The guarantee about at most 2 * √N partitions containing a vertex is interesting from the shuffle point of view. As you already know, for triplets operation GraphX moves the vertices to the edge partitions. And since we've a relatively small number (compared to other strategies) of partitions with particular vertex, the network communication is smaller.

Moreover, according to the benchmarks done by Facebook or Zhuoyue Zhao et., 2 dimensions edge partitioning strategy is the most efficient strategy by far for graphs at scale processed with Apache Spark GraphX.

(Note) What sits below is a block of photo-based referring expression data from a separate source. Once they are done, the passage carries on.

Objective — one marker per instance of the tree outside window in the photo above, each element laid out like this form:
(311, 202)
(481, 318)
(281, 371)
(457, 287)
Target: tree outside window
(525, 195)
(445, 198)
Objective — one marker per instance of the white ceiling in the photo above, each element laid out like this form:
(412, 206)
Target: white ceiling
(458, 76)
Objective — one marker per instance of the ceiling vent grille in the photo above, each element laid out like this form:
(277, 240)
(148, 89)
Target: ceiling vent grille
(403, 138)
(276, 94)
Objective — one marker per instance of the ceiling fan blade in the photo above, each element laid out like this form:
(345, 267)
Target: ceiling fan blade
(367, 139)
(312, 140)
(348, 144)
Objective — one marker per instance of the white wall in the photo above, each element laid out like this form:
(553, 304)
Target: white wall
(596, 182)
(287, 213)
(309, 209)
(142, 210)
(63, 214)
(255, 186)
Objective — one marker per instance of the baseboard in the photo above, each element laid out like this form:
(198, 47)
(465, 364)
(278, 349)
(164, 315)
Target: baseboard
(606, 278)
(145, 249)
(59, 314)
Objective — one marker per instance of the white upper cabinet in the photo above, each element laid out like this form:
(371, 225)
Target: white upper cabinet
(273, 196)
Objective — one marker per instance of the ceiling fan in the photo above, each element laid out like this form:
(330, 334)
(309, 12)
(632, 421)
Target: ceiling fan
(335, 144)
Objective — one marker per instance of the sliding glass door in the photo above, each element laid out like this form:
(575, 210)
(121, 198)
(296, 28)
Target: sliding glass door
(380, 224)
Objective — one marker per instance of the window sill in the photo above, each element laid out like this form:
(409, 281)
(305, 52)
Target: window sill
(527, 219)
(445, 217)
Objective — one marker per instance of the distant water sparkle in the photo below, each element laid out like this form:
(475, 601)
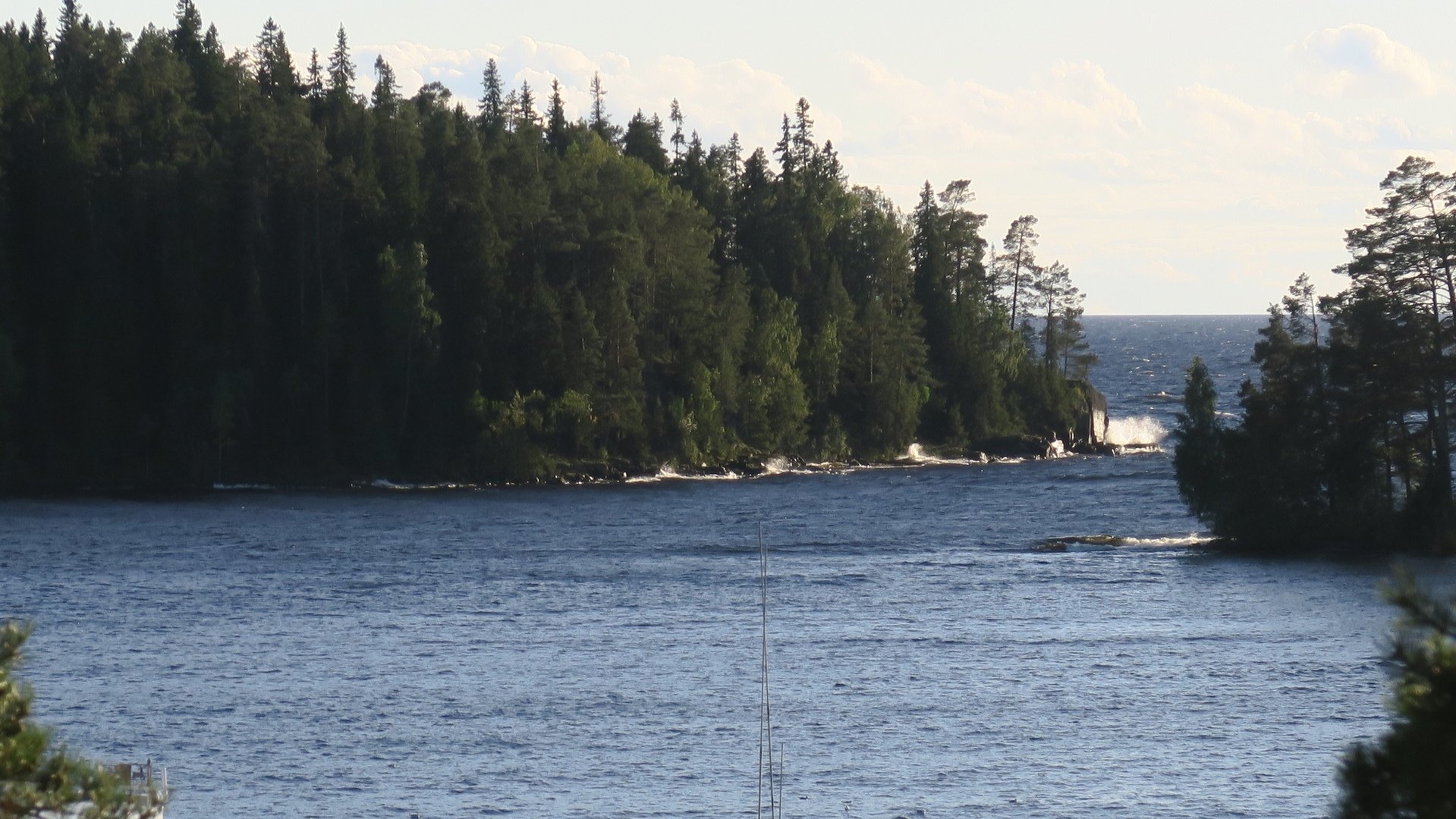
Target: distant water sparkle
(593, 651)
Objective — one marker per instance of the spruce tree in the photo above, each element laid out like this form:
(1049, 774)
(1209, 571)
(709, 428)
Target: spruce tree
(1410, 771)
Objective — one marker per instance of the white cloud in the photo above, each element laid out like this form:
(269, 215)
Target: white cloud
(1359, 60)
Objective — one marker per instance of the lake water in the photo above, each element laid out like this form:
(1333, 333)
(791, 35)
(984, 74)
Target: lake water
(594, 651)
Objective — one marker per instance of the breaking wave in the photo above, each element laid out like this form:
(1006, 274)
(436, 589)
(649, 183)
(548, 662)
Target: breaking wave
(1131, 431)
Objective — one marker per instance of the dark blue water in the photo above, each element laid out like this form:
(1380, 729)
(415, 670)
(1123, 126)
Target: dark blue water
(593, 651)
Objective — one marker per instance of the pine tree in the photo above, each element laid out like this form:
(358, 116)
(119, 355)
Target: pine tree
(1408, 771)
(557, 120)
(676, 117)
(492, 102)
(1018, 264)
(341, 67)
(600, 123)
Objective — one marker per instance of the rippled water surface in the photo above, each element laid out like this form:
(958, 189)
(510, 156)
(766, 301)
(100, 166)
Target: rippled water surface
(593, 651)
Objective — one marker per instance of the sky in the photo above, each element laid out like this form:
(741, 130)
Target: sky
(1178, 159)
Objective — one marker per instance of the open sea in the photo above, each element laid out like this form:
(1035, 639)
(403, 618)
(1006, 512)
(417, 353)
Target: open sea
(594, 651)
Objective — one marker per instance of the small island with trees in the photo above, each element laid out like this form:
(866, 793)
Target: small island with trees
(1346, 440)
(225, 269)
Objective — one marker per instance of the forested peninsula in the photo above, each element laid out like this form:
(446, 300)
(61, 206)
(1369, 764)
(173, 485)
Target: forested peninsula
(1346, 437)
(226, 269)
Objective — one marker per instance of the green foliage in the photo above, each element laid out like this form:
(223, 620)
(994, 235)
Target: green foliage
(1346, 435)
(1411, 770)
(274, 278)
(38, 779)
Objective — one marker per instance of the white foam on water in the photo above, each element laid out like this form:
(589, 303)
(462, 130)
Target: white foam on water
(778, 464)
(668, 472)
(917, 454)
(1142, 429)
(1167, 541)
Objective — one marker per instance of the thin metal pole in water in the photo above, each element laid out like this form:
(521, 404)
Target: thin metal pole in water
(781, 780)
(762, 651)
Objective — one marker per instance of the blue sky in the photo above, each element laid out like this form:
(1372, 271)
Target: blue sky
(1180, 160)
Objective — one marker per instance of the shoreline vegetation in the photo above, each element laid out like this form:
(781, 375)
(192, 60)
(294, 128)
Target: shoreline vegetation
(228, 269)
(1344, 444)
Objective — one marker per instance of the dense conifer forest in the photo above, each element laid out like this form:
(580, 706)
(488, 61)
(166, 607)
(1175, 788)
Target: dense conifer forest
(232, 268)
(1346, 438)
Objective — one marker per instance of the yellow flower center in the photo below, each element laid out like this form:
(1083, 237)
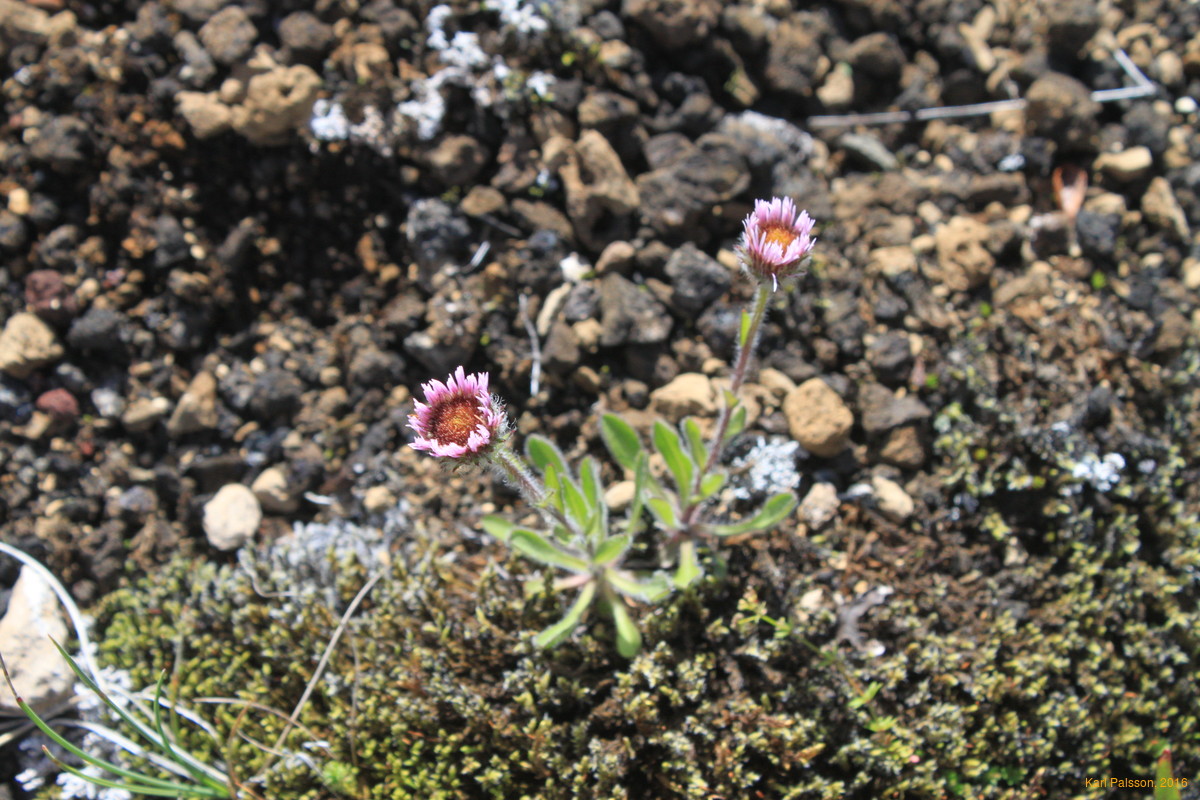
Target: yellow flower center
(454, 420)
(779, 234)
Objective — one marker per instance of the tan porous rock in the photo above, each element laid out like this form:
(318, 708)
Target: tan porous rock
(817, 417)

This post described edge partitioning strategies available in Apache Spark GraphX. As we could see, the framework provides different modulo-based strategies. Some of them use only the source vertex id and hence expose the risk of unbalanced partitions for graphs suffering of Power Law. The others use edge vertices to figure out the partition. Their results are much better but still don't guarantee good processing performances. Fortunately, the 2 dimensions edge partitioning strategy offers much better performance. Aside from pretty good data processing times, it also guarantees that each vertex will be stored in at most 2 * √N partitions, reducing by that the amount of shuffled data in the case of triplets operation.